In February 2015, we got a little excited when it was announced that people from BC Soccer were present at an L1O team announcement & news conference. Other than a few brief words about how impressed they were and hoped to learn from L1O, there was no word on a prospective league in British Columbia. Even as recently as September, there was nothing official:

Change finally came last night when, in a surprise announcement, BC Soccer both announced there would be a 3rd Division, and that it would launch in 2018. Although this puts the launch the same year as the still-rumoured Canadian Premier League, it is a very necessary step for the sport in British Columbia. Yesterday’s announcement included a basic information package, an operations manual, and a pre-application form. Having combed through the documents, here’s some of the most important information for potential fans.

BC Soccer refers to the league as Regional Tier 3 (BCRT3), and the season will run from May through July. This is a similar season length as PDL. Additionally, there will be a Cup competition, similar to L1O & PLSQ. From the operations manual, there does not appear to be any playoffs. This means the winner will be determined based upon total number of points, much like PLSQ. This could change once the league launches if the team locations help create conferences, but they’re still looking for teams at this point.

Cities highlighted as potential locations for teams by BC Soccer.
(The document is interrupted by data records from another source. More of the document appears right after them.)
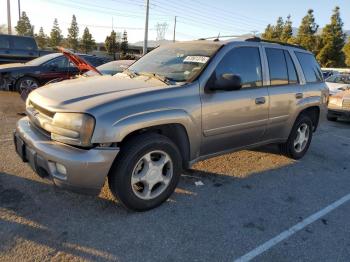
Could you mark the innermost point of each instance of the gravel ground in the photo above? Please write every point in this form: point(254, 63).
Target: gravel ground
point(247, 198)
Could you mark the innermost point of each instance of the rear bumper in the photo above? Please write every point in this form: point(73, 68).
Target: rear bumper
point(86, 170)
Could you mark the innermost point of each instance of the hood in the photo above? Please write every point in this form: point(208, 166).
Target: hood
point(82, 94)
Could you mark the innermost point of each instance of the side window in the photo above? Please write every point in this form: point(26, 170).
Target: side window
point(292, 73)
point(244, 62)
point(24, 43)
point(311, 68)
point(277, 66)
point(4, 42)
point(60, 62)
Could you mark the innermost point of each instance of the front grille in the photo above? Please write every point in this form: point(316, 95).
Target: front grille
point(346, 104)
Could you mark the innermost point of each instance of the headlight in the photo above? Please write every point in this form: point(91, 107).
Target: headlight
point(337, 101)
point(72, 128)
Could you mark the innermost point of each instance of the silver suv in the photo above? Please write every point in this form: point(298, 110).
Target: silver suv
point(179, 104)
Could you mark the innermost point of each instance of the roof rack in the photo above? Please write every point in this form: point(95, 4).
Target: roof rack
point(258, 39)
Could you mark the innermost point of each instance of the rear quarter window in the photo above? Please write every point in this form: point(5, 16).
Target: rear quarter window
point(311, 68)
point(24, 43)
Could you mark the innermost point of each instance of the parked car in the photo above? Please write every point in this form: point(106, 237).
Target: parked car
point(339, 106)
point(179, 104)
point(35, 73)
point(338, 83)
point(111, 68)
point(18, 49)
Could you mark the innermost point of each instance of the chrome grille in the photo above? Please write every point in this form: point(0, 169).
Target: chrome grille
point(346, 104)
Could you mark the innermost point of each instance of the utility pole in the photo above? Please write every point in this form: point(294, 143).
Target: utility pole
point(9, 18)
point(19, 9)
point(146, 29)
point(174, 30)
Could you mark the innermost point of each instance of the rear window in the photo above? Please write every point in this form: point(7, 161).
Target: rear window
point(24, 43)
point(311, 68)
point(4, 42)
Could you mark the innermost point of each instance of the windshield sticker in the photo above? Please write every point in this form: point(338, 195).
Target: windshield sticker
point(196, 59)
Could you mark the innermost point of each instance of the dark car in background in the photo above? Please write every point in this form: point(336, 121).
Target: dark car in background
point(18, 49)
point(35, 73)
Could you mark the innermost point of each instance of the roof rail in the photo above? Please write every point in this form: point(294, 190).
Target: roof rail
point(258, 39)
point(217, 38)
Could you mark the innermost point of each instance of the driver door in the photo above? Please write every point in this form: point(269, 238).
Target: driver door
point(233, 119)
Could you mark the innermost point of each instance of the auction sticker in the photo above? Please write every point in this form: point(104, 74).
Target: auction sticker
point(196, 59)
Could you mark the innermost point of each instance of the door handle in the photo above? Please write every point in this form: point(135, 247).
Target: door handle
point(299, 95)
point(260, 100)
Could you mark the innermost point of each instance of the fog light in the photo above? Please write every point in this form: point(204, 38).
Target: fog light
point(61, 169)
For the actual matches, we’re looking at 2 standard 45-minute halves. The game day roster can contain a maximum of 3 foreign players. Additionally, there must be a minimum of 8 U-23 players on the game-day roster per team. Additionally, at least 4 starters per team must be U-23. The last day for player transfers will be June 30th, effectively freezing the roster for Canada Day. During a match, there will be a maximum of 5 substitutions per team. Only minutes ago, BC Soccer confirmed that it will not be a semi-pro league:

Coaches & assistant coaches have some growing licencing requirements as well. The head coach can have a B-National license in 2018 & 2019, but starting 2020 they must upgrade to an A license. Assistant coaches can start with a B-Provincial license in 2018 & 2019, but must upgrade to a B-National license for 2020. This is great news as it demonstrates that BC Soccer is looking to increase the quality of the coaches & the team quickly to get it up to the same level as L1O & PLSQ. There is no official word yet on if/how BCRT3 will join up with the D3-Interprovincial Cup, but I’m sure they’re far more focused on just getting up and running at this point.

The information is still fresh, and there’s a lot more to the documents including potential cash-flow projections, ownership net worth requirements, and even what minimum front office staff must exist and must be paid. Interested parties have until March 31st, 2017 to submit their pre-application to BC Soccer. It will be interesting to see who steps forward to be a part of the new league, and whether CSA will force Victoria Highlanders FC & TSS FC Rovers to move over from the PDL as it did for teams in Ontario & Quebec.